When the water comes...
The wave was 10 times bigger than me. The soft sand underneath my feet felt like a quickly forgotten sensation before the water hit me. I was dragged by its enormous power: First upwards, then spiraling, turning my body around and around until I would not know where the surface of the world, where breathable air might be. Then, just by chance, my head would burst out of the wave, I was at its top, moving with my legs and arms wildly, as my survival instinct kept me above to breath... to breath, to breath. While my bodily strength had already taken a toll my wild movements remained still somewhat slow. But I had survived.
So I thought. In the distance another wave moved slowly from another direction, but towards me. Its massive shape was of a dark, dark blue. A wall of water. A barrier to overcome. And so I did overcome this even higher wave.

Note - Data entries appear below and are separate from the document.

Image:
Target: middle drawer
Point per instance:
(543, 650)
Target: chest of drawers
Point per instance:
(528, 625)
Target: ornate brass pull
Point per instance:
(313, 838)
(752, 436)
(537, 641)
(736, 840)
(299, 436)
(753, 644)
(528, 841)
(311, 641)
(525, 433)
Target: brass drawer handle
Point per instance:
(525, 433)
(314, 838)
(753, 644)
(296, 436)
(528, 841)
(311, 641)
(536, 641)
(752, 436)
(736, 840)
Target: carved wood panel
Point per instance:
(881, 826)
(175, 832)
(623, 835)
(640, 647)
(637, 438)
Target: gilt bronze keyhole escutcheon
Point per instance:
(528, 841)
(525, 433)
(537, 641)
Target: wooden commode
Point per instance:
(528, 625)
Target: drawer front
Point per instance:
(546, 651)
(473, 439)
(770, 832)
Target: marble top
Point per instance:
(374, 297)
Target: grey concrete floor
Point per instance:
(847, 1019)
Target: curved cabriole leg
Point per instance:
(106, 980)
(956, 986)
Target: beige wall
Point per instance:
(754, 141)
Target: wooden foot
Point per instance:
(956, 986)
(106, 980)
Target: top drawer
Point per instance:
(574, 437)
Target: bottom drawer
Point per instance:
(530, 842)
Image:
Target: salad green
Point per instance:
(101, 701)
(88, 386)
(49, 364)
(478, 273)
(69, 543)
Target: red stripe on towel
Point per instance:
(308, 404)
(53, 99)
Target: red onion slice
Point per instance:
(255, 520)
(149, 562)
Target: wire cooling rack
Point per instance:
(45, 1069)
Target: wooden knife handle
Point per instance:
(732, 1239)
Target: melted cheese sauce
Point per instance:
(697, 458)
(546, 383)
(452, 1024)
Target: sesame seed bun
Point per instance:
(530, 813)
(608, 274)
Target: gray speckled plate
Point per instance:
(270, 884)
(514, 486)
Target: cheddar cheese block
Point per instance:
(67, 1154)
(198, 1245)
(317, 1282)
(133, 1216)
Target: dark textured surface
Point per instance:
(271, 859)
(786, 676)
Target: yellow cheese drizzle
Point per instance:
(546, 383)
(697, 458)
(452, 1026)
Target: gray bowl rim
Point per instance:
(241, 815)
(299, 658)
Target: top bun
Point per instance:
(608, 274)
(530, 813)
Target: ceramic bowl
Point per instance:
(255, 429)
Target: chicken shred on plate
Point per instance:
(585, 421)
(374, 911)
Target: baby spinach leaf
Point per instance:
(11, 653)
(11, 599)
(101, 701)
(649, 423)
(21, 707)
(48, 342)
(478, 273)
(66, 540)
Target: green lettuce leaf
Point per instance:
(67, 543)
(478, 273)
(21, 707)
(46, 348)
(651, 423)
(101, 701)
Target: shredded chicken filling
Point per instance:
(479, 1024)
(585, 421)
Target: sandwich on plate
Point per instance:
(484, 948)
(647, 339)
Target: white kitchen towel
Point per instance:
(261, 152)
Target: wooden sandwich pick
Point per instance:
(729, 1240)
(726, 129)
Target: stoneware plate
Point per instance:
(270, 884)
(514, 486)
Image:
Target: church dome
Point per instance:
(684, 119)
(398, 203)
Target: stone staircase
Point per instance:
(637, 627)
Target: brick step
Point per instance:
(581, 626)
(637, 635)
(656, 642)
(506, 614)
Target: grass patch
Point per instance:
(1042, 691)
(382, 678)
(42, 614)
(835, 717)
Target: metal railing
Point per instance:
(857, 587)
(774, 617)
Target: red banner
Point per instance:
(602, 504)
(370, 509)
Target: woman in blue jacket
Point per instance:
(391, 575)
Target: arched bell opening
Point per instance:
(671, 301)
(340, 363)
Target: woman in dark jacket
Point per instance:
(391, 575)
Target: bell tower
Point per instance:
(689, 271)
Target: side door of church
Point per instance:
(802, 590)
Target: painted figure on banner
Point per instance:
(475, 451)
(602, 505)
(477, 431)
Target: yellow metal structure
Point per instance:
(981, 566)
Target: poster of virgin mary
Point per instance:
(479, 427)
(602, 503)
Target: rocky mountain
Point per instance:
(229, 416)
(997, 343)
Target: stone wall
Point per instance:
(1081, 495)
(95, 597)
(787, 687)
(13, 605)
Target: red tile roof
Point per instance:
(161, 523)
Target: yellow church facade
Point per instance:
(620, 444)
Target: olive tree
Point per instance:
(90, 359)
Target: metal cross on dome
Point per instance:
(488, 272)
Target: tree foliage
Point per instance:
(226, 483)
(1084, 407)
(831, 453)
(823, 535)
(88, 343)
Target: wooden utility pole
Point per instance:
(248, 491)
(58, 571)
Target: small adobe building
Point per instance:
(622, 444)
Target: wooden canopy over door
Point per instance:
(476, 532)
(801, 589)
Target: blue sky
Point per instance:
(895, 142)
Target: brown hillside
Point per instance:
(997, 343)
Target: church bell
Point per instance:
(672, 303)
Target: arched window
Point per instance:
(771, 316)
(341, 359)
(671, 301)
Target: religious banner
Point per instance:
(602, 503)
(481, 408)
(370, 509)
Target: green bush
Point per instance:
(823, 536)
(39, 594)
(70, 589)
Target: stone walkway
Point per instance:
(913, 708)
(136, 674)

Reaching its top the wave lost its strength and again I was released towards the soft, soft sand strand of another isle. There I would lie for a moment, my body and clothes wet from the water, the drops trickling into the ground. Slowly I dried and freezing to a reasonable degree my body quivered without end. It was not a sunny day. It was nearly dark and night already. I rose up, just to sit. The sea, in the dim light of the distant stars was calm now. The surface was plane as if no danger had ever existed.
I would need to recover, I would need to prepare and so I did. My bodily strength and my senses would return better. The meaning of life I chose to live for was more clear after this experience, especially after the overcoming of the second wave.
...
If it had been a natural disaster I might have chosen a different path. But anger burned within the heavy sadness I felt, anger at a human made catastrophe. Somewhere.... Some place far away, they had planned to drown me in the sea. But they never would. They never could.
What they might have been able to, was to feed a hateful anger, an undesirable disbelieve in human error. Unlovingly, destructing anything of worth, thinking rationally but not with a heart at all. They could have chosen a different path, they did not. They could have looked deep inside their hearts, they did not. Maybe they feared. They feared to feel what a human feels, when s*he realizes the wrong in his_her deeds. First the sympathy, then the hurt, overwritten by their own shame. Being so afraid of seeing the truth they would become nothing but shells. Working shells hungry for praise.